All of the people were fishermen. Good fishermen. They were good because it was necessary to be good. The river was their supermarket, their corner store, and their largest garden. In my afternoon walks I would often come upon a silent group of men and women sitting on the edge of the dock, studying the long and jointed cane poles that rested on the weathered railings. A couple of men would always be crabbing, using the skinned corpse of a possum for bait. In a tree near the river was the skeleton of an osprey who had come too near the fishermen the previous summer. It must have been a large, beautiful bird with magnificent plumage, but its skeleton, hung like a warning to other fowl, was a portentous reminder that the fishermen were also hunters who killed for pleasure as well as for food.

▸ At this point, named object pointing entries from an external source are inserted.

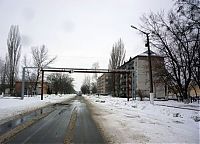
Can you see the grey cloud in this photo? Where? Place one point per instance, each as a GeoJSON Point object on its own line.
{"type": "Point", "coordinates": [28, 14]}
{"type": "Point", "coordinates": [68, 27]}
{"type": "Point", "coordinates": [26, 40]}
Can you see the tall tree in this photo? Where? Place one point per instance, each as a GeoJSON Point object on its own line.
{"type": "Point", "coordinates": [177, 39]}
{"type": "Point", "coordinates": [2, 76]}
{"type": "Point", "coordinates": [191, 10]}
{"type": "Point", "coordinates": [14, 52]}
{"type": "Point", "coordinates": [40, 60]}
{"type": "Point", "coordinates": [117, 57]}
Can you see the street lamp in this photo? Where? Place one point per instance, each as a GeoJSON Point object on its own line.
{"type": "Point", "coordinates": [150, 67]}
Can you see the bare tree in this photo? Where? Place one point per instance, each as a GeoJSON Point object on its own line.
{"type": "Point", "coordinates": [191, 10]}
{"type": "Point", "coordinates": [14, 52]}
{"type": "Point", "coordinates": [177, 39]}
{"type": "Point", "coordinates": [40, 60]}
{"type": "Point", "coordinates": [117, 57]}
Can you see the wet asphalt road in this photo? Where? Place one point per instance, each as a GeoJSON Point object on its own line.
{"type": "Point", "coordinates": [70, 122]}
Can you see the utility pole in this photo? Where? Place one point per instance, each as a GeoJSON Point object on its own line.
{"type": "Point", "coordinates": [150, 66]}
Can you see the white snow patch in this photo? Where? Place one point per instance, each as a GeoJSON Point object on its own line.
{"type": "Point", "coordinates": [12, 106]}
{"type": "Point", "coordinates": [142, 122]}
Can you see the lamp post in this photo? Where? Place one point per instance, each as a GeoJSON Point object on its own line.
{"type": "Point", "coordinates": [150, 67]}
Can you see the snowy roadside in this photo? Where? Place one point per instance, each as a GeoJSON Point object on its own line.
{"type": "Point", "coordinates": [12, 106]}
{"type": "Point", "coordinates": [141, 122]}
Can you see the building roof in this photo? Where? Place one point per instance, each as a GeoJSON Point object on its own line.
{"type": "Point", "coordinates": [144, 54]}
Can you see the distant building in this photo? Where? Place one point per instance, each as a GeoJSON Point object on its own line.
{"type": "Point", "coordinates": [137, 83]}
{"type": "Point", "coordinates": [103, 84]}
{"type": "Point", "coordinates": [29, 88]}
{"type": "Point", "coordinates": [140, 83]}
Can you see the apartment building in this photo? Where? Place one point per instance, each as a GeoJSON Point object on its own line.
{"type": "Point", "coordinates": [139, 84]}
{"type": "Point", "coordinates": [103, 84]}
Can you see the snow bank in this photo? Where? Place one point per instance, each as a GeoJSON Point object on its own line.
{"type": "Point", "coordinates": [12, 106]}
{"type": "Point", "coordinates": [141, 122]}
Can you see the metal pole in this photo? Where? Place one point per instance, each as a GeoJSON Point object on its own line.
{"type": "Point", "coordinates": [42, 84]}
{"type": "Point", "coordinates": [23, 79]}
{"type": "Point", "coordinates": [150, 71]}
{"type": "Point", "coordinates": [127, 75]}
{"type": "Point", "coordinates": [132, 85]}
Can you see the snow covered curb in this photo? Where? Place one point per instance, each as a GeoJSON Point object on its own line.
{"type": "Point", "coordinates": [12, 106]}
{"type": "Point", "coordinates": [141, 122]}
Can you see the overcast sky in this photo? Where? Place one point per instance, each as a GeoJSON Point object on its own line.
{"type": "Point", "coordinates": [78, 32]}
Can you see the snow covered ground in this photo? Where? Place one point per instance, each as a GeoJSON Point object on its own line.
{"type": "Point", "coordinates": [12, 106]}
{"type": "Point", "coordinates": [141, 122]}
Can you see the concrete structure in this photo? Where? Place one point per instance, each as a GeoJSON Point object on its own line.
{"type": "Point", "coordinates": [103, 84]}
{"type": "Point", "coordinates": [137, 83]}
{"type": "Point", "coordinates": [29, 88]}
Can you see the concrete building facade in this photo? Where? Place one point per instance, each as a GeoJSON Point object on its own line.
{"type": "Point", "coordinates": [137, 83]}
{"type": "Point", "coordinates": [102, 84]}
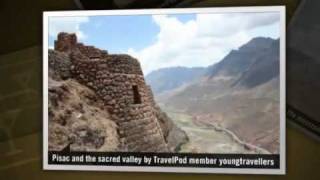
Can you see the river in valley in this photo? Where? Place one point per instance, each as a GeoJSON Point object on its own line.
{"type": "Point", "coordinates": [206, 139]}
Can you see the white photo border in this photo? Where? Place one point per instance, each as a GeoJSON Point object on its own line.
{"type": "Point", "coordinates": [252, 9]}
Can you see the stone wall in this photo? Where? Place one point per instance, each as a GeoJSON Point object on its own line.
{"type": "Point", "coordinates": [118, 80]}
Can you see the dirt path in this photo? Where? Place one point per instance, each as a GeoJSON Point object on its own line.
{"type": "Point", "coordinates": [206, 139]}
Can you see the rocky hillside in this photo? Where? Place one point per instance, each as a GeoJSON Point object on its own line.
{"type": "Point", "coordinates": [100, 102]}
{"type": "Point", "coordinates": [240, 93]}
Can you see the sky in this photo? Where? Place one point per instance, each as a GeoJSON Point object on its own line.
{"type": "Point", "coordinates": [159, 41]}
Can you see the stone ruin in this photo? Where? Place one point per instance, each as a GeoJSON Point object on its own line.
{"type": "Point", "coordinates": [118, 80]}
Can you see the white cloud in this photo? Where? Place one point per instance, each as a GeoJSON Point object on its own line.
{"type": "Point", "coordinates": [202, 41]}
{"type": "Point", "coordinates": [67, 24]}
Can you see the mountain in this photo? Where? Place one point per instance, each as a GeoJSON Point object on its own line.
{"type": "Point", "coordinates": [165, 79]}
{"type": "Point", "coordinates": [240, 93]}
{"type": "Point", "coordinates": [240, 60]}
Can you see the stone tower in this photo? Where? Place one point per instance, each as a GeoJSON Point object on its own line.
{"type": "Point", "coordinates": [119, 81]}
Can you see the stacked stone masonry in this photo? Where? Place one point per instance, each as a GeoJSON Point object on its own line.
{"type": "Point", "coordinates": [119, 81]}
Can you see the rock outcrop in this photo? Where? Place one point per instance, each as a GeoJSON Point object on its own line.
{"type": "Point", "coordinates": [130, 118]}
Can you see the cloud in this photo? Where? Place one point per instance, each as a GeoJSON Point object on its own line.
{"type": "Point", "coordinates": [67, 24]}
{"type": "Point", "coordinates": [201, 41]}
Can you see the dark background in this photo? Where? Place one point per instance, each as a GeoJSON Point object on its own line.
{"type": "Point", "coordinates": [21, 97]}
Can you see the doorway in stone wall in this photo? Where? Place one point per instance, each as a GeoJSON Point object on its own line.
{"type": "Point", "coordinates": [136, 95]}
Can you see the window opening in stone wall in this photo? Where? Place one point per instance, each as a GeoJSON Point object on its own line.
{"type": "Point", "coordinates": [136, 95]}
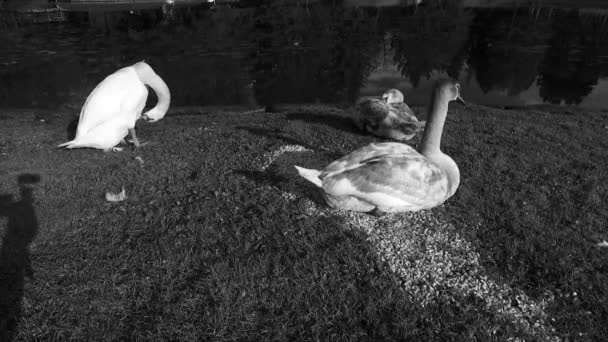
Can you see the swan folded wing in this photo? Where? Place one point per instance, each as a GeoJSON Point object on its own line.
{"type": "Point", "coordinates": [355, 158]}
{"type": "Point", "coordinates": [395, 181]}
{"type": "Point", "coordinates": [401, 123]}
{"type": "Point", "coordinates": [106, 101]}
{"type": "Point", "coordinates": [103, 136]}
{"type": "Point", "coordinates": [403, 108]}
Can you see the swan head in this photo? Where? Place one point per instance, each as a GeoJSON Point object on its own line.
{"type": "Point", "coordinates": [450, 90]}
{"type": "Point", "coordinates": [392, 96]}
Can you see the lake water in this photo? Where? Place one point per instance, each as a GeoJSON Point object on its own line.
{"type": "Point", "coordinates": [257, 53]}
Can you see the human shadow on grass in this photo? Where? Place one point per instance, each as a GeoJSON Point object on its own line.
{"type": "Point", "coordinates": [15, 263]}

They fished in conjunction with the tides. They read the message of the tides as easily as commuters read newspapers. I learned this after a very short time on the island. I would sometimes go down and watch them fish, although many times I would find no one on the dock. “The tides ain’t right,” it was explained. If the tides were not right, then there would be no fish, and if there were no fish, then there would be no people. And I would sit on the dock alone with the osprey’s skeleton behind me.

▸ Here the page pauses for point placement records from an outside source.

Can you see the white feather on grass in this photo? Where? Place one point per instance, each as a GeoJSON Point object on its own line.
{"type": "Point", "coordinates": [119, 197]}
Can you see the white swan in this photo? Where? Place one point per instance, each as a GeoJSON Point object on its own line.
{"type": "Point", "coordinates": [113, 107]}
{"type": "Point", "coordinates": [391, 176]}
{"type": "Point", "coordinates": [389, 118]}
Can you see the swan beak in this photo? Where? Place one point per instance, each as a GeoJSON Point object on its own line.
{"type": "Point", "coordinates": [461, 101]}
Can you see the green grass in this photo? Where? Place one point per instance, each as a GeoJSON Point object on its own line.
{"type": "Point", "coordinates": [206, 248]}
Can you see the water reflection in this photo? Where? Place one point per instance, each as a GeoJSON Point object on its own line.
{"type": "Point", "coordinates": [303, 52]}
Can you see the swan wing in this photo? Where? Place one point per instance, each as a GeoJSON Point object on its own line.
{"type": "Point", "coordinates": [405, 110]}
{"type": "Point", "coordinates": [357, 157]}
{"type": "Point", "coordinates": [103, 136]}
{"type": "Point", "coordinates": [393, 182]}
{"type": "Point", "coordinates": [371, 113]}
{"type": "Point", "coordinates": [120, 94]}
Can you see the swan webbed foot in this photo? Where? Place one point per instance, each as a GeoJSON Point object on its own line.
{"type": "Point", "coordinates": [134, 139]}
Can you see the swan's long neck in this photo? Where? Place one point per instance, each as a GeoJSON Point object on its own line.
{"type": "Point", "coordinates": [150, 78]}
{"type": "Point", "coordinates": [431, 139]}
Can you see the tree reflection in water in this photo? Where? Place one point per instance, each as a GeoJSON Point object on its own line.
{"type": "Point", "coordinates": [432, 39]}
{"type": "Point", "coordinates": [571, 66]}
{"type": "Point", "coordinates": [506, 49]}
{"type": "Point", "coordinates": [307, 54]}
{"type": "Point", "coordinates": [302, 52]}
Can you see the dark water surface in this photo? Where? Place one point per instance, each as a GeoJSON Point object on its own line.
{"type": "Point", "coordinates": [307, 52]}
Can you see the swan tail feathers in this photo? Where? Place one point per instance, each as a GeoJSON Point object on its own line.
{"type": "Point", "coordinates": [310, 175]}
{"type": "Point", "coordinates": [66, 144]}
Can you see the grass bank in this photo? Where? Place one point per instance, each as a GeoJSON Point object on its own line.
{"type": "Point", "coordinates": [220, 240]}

I tried to decipher the tides and what certain part of the cycle marked the coming of the fish. One thing I knew for certain, the people and the fish arrived together as though it had been arranged by a higher power for a long time. After watching several times it seemed that the people fished when the tide slowed somewhat and was beginning to consider a rest before the great reversal and the heavy flow of salt water in the opposite direction. When the water grew sluggish, relinquished its swiftness, rested against the marshes, and waited for the moon to assert its power again, then the people would appear with their shrimp and poles. They fished at the beginning and end of the tides, never in the middle. The fish abided by these rules.
I met many of the black islanders in this manner. They threw a thousand yassuhs in my direction, which made me uncomfortable, but I met some of the island’s most colorful figures when
I went down to talk with the fishermen.
Aunt Ruth was one. She was eighty years old, in marvelous physical condition, and possessed the face of a lost cherub. She loved conversation and enjoyed talking about her life on the island.

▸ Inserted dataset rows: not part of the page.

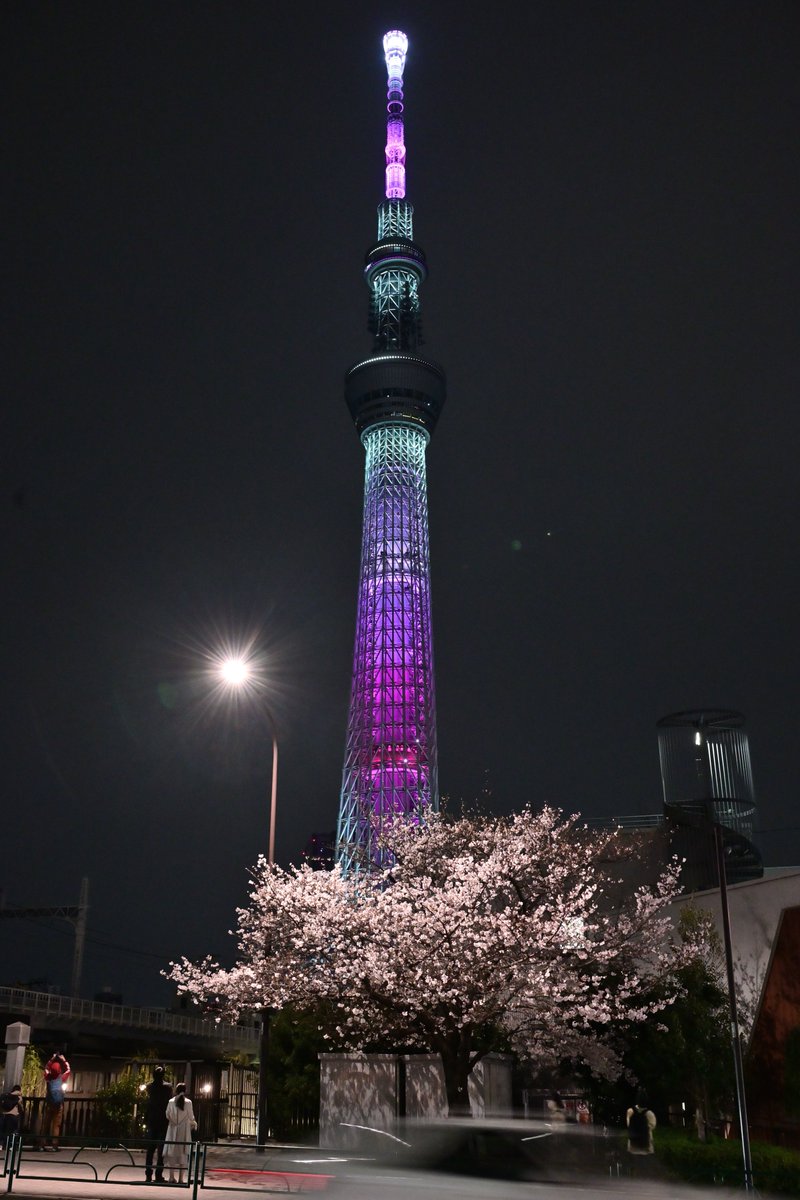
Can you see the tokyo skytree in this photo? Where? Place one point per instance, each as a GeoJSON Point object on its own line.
{"type": "Point", "coordinates": [395, 396]}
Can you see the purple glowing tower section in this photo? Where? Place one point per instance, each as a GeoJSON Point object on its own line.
{"type": "Point", "coordinates": [395, 397]}
{"type": "Point", "coordinates": [395, 51]}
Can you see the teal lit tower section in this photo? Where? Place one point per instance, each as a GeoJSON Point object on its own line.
{"type": "Point", "coordinates": [395, 396]}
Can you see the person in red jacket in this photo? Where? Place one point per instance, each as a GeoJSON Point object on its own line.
{"type": "Point", "coordinates": [56, 1072]}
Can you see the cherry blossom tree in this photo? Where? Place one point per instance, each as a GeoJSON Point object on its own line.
{"type": "Point", "coordinates": [483, 931]}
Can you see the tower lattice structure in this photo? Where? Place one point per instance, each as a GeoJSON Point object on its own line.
{"type": "Point", "coordinates": [395, 397]}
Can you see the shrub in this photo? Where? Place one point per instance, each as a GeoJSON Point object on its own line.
{"type": "Point", "coordinates": [114, 1108]}
{"type": "Point", "coordinates": [775, 1169]}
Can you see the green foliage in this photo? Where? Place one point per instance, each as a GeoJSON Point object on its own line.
{"type": "Point", "coordinates": [792, 1073]}
{"type": "Point", "coordinates": [32, 1067]}
{"type": "Point", "coordinates": [681, 1054]}
{"type": "Point", "coordinates": [113, 1114]}
{"type": "Point", "coordinates": [775, 1169]}
{"type": "Point", "coordinates": [295, 1042]}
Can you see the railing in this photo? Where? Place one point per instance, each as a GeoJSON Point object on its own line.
{"type": "Point", "coordinates": [72, 1008]}
{"type": "Point", "coordinates": [229, 1116]}
{"type": "Point", "coordinates": [238, 1167]}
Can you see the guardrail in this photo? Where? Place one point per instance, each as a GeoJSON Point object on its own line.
{"type": "Point", "coordinates": [95, 1161]}
{"type": "Point", "coordinates": [72, 1008]}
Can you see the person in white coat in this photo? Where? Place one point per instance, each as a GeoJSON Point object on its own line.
{"type": "Point", "coordinates": [178, 1144]}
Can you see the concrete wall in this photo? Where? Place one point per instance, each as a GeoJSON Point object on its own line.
{"type": "Point", "coordinates": [362, 1092]}
{"type": "Point", "coordinates": [756, 911]}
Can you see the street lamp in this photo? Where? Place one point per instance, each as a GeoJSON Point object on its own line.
{"type": "Point", "coordinates": [236, 675]}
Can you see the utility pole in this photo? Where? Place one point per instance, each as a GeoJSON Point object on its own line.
{"type": "Point", "coordinates": [77, 917]}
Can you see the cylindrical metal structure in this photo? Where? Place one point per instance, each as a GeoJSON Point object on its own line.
{"type": "Point", "coordinates": [705, 771]}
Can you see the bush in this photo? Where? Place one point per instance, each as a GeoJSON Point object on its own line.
{"type": "Point", "coordinates": [775, 1169]}
{"type": "Point", "coordinates": [113, 1116]}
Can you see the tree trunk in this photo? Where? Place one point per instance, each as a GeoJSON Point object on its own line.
{"type": "Point", "coordinates": [456, 1068]}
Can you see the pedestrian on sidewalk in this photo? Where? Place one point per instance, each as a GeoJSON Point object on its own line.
{"type": "Point", "coordinates": [180, 1123]}
{"type": "Point", "coordinates": [56, 1072]}
{"type": "Point", "coordinates": [155, 1119]}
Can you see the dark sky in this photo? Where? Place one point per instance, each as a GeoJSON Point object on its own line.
{"type": "Point", "coordinates": [607, 195]}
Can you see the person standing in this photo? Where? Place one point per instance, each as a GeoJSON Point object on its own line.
{"type": "Point", "coordinates": [155, 1119]}
{"type": "Point", "coordinates": [180, 1123]}
{"type": "Point", "coordinates": [56, 1072]}
{"type": "Point", "coordinates": [641, 1122]}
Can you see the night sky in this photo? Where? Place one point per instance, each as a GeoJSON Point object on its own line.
{"type": "Point", "coordinates": [607, 195]}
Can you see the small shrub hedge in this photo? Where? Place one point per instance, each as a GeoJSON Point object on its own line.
{"type": "Point", "coordinates": [775, 1169]}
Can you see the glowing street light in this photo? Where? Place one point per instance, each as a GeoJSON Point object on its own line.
{"type": "Point", "coordinates": [235, 671]}
{"type": "Point", "coordinates": [239, 675]}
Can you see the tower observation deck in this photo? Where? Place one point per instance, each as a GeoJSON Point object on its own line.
{"type": "Point", "coordinates": [395, 396]}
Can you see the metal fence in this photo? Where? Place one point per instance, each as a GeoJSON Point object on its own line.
{"type": "Point", "coordinates": [232, 1116]}
{"type": "Point", "coordinates": [205, 1168]}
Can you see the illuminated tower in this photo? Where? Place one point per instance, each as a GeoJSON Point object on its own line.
{"type": "Point", "coordinates": [395, 396]}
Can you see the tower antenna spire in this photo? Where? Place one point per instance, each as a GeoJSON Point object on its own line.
{"type": "Point", "coordinates": [395, 51]}
{"type": "Point", "coordinates": [395, 396]}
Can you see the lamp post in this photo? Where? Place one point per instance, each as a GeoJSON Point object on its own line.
{"type": "Point", "coordinates": [708, 823]}
{"type": "Point", "coordinates": [236, 673]}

“I be on this island plenty long time. I the midwife over here. All these chillun on this island my chillun. I take them out of their mothers. I see ’em when they first be born. I deliver so many chillun. Over one hunnert. All those chillun you teach yonder schoolhouse. They all my chillun. My husband be the undertaker befo’ he die. I bring the people into the eart’. He put ’em back in.”
She would talk about her memories of the island in the past before modern civilization had ruined it. She remembered the first car that had driven on the island and the first plane that had flown overhead. She was a kind of repository of history and island lore. She also made potent batches of plum and blackberry wines at her house. She kept me supplied with both types during the entire year.
Quick Fella was another. I saw him pass the school one day on the way to the island church. The kids saw him at the same time and one of them shouted, “Oh Gawd, that Quick Fella move so fast.” He moved fast indeed. His gait was a modified sprint. He walked as though possessed by demons, a jerky, mechanical walk with his head bobbing and his arms pumping to keep time with his legs. He was lanky and thin and his stride was awesome. He disappeared into the trees swiftly, an apparition, a passing thought.
“Quick Fella never slow up. He jes’ keep on movin’ down the road so fast,” Lincoln said.
I met Quick Fella while he was fishing one day. I introduced myself and started a conversation. I learned two things about Quick Fella during that first talk: that he spoke in a rich language that seemed almost Elizabethan and that he gave an exceptionally detailed weather report.